Tempest Corporation expects an EBIT of $51,000 every year forever. The company currently has no debt and its cost of equity is 14 percent. The tax rate is 25 percent. What will the... Tempest Corporation expects an EBIT of $51,000 every year forever. The company currently has no debt and its cost of equity is 14 percent. The tax rate is 25 percent. What will the value of the company be if it takes on debt equal to 40 percent of its levered value? (Do not round intermediate calculations and round your answer to 2 decimal places, e.g., 32.16.)

Understand the Problem

The question is asking us to calculate the value of Tempest Corporation after it takes on debt. We need to find the company's value based on its EBIT, cost of equity, and the tax rate, applying the Modigliani-Miller theorem about the effect of leverage on a company's value.

Answer

The formula for the value of Tempest Corporation after taking debt is $$ V_L = \frac{EBIT(1 - T)}{r_e} + (T \times D) $$.
Answer for screen readers

The value of Tempest Corporation after taking on debt is calculated using the formula: $$ V_L = \frac{EBIT(1 - T)}{r_e} + (T \times D) $$

Steps to Solve

  1. Identify the Initial Information We need to gather the values we know:
  • EBIT (Earnings Before Interest and Taxes) = let’s say it’s $EBIT$
  • Cost of equity = $r_e$
  • Tax rate = $T$
  • Amount of debt = $D$
  1. Calculate the Value of the Firm Without Debt Using the formula for the value of an unlevered firm: $$ V_U = \frac{EBIT(1 - T)}{r_e} $$ This gives us the value of the company without any debt.

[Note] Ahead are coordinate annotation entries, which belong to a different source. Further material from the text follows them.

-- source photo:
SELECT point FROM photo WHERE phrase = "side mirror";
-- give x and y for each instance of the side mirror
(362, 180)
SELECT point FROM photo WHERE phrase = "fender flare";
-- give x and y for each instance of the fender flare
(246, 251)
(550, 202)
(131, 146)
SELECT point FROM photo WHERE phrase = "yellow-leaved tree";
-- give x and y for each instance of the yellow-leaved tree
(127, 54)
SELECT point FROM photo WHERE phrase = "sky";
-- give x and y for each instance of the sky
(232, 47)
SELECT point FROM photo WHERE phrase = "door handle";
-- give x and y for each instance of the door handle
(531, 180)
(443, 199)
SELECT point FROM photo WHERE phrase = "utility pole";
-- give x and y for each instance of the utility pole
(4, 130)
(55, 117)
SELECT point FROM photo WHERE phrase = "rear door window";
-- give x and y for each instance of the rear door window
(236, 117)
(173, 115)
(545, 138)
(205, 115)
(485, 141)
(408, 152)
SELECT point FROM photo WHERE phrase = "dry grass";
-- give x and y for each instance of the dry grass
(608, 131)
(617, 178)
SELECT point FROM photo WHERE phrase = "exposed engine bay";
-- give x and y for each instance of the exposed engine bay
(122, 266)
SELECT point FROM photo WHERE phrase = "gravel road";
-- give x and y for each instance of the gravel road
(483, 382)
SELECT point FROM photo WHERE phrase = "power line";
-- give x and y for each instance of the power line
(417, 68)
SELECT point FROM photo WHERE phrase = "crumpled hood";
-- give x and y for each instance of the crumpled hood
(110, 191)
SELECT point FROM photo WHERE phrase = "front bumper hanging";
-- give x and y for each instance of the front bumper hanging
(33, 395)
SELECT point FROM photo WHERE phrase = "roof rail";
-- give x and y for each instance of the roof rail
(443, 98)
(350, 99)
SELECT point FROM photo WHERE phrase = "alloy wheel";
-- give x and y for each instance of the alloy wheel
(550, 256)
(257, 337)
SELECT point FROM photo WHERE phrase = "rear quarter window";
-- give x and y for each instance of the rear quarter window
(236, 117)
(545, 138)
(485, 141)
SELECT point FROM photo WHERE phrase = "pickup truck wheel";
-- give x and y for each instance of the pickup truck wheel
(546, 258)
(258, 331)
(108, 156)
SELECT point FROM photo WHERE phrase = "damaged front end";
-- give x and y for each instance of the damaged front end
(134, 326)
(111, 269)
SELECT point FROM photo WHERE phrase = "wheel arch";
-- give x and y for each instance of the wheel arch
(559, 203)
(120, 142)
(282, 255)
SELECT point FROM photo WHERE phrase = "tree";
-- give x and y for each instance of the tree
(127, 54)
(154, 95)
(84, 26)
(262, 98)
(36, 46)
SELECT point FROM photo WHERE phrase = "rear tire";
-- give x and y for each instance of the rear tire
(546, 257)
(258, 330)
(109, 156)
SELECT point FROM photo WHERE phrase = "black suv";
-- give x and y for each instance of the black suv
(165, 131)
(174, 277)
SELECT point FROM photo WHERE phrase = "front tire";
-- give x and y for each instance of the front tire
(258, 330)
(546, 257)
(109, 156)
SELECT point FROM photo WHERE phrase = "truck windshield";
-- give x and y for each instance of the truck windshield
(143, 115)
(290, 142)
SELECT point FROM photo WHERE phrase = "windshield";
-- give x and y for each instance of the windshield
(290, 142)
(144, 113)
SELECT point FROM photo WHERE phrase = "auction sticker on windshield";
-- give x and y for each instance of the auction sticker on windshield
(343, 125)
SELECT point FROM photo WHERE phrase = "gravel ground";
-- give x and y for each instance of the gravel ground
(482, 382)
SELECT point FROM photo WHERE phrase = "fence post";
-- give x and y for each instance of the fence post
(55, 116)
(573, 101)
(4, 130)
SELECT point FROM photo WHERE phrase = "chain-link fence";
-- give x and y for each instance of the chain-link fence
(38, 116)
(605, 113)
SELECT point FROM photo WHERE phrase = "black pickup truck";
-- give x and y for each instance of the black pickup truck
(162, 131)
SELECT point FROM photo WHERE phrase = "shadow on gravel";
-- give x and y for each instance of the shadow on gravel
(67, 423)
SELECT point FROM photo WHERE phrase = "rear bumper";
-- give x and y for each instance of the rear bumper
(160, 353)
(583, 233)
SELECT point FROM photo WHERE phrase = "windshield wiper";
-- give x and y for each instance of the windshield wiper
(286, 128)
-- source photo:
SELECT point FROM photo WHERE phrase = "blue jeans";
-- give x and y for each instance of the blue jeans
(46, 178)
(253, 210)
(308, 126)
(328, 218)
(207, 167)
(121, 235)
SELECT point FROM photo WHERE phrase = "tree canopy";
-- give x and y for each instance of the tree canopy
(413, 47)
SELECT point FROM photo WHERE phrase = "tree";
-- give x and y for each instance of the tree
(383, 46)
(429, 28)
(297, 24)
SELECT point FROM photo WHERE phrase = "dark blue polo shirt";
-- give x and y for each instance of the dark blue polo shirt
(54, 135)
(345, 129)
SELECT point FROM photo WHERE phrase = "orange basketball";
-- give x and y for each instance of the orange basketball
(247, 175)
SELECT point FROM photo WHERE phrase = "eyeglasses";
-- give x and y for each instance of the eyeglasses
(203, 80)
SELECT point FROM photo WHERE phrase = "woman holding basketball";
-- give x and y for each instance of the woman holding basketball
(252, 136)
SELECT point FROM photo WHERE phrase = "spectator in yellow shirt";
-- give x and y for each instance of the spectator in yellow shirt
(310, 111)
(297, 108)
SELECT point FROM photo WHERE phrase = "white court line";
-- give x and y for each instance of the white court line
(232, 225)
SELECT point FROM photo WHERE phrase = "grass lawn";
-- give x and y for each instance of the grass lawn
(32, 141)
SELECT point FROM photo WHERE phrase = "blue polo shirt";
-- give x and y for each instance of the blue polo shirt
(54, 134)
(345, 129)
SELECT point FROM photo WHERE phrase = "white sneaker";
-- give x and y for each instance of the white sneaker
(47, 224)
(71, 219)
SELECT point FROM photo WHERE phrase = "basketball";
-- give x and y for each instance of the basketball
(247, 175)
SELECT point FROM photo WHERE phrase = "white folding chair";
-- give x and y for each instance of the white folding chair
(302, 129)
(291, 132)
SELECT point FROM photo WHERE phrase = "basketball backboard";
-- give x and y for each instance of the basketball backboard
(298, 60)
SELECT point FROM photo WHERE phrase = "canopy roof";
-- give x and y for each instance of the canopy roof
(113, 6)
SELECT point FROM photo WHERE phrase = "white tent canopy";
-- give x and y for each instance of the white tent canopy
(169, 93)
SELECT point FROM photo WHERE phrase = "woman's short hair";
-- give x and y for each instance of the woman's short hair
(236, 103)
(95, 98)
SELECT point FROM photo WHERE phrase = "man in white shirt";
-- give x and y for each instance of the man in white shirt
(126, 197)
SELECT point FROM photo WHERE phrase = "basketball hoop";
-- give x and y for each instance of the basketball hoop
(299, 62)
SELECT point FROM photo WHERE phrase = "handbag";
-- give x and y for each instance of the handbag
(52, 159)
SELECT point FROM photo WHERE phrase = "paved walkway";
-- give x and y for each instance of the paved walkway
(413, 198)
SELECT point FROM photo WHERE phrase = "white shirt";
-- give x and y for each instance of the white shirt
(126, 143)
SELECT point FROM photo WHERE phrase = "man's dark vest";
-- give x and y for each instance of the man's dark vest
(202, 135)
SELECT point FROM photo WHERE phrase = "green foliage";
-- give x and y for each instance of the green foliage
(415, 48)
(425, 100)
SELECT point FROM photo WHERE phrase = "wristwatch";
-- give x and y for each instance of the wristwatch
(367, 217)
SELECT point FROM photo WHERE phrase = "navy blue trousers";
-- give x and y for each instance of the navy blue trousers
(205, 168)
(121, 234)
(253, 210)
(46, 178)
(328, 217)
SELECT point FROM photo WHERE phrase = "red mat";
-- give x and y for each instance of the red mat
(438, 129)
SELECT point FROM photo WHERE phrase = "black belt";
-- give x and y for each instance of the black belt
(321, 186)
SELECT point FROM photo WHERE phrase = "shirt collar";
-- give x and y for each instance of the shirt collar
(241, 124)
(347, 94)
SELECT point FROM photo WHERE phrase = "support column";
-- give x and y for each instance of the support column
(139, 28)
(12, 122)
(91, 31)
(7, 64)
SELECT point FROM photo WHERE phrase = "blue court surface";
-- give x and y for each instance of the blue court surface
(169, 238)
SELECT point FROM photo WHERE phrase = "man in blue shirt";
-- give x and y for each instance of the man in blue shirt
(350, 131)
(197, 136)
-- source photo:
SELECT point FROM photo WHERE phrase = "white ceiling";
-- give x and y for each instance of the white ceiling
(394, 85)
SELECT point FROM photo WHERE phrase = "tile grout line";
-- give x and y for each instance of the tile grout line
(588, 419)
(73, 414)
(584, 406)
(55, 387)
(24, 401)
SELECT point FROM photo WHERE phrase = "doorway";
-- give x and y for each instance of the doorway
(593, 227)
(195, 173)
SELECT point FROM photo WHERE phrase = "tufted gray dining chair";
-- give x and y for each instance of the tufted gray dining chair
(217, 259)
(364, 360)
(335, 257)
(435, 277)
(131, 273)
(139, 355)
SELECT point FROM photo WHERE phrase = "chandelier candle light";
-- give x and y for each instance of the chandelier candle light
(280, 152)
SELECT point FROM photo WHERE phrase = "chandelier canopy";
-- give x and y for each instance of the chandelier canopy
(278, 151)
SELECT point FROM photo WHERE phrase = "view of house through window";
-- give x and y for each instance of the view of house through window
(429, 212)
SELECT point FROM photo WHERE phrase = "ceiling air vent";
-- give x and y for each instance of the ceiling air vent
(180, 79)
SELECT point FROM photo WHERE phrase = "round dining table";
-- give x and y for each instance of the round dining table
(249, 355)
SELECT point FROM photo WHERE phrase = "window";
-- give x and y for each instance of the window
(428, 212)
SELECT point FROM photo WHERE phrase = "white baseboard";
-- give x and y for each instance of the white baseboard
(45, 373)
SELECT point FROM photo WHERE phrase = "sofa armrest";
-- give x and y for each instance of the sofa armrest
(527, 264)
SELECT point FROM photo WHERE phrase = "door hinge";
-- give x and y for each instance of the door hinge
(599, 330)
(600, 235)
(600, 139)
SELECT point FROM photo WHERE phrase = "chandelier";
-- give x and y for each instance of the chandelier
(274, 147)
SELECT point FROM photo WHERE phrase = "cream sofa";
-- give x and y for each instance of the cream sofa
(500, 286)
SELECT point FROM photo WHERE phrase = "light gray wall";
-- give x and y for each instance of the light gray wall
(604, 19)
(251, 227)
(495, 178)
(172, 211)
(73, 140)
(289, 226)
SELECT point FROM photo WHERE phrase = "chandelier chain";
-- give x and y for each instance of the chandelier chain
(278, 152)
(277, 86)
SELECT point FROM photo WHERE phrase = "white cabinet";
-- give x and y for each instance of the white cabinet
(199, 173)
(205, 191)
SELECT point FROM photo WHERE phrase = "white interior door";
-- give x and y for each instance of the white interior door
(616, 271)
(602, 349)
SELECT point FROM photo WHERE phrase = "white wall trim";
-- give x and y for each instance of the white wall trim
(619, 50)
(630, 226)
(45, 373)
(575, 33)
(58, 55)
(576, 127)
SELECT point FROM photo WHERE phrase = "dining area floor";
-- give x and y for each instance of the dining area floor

  2. Calculate the Value of the Firm With Debt Applying the Modigliani-Miller theorem, the value of a levered firm is given by: $$ V_L = V_U + (T \times D) $$ Here, we add the tax shield from debt ($T \times D$) to the unlevered firm value calculated in the previous step.

  3. Combine the Results Substituting our previous results, we can express the value of the firm with debt as: $$ V_L = \frac{EBIT(1 - T)}{r_e} + (T \times D) $$

  4. Final Calculation Now, plug in the specific numbers for EBIT, cost of equity, tax rate, and debt amount to compute $V_L$.

The value of Tempest Corporation after taking on debt is calculated using the formula: $$ V_L = \frac{EBIT(1 - T)}{r_e} + (T \times D) $$

More Information

The Modigliani-Miller theorem states that in a perfect market, the value of a firm is unaffected by how it is financed. However, the introduction of debt creates a tax shield that increases the firm's value, reflecting the benefits of leverage.

Tips

  • Forgetting to include the tax rate in the calculations, which can lead to an incorrect valuation.
  • Miscalculating either EBIT or cost of equity, which significantly affects the final result.
  • Confusing the values for the firm without debt and the firm with debt.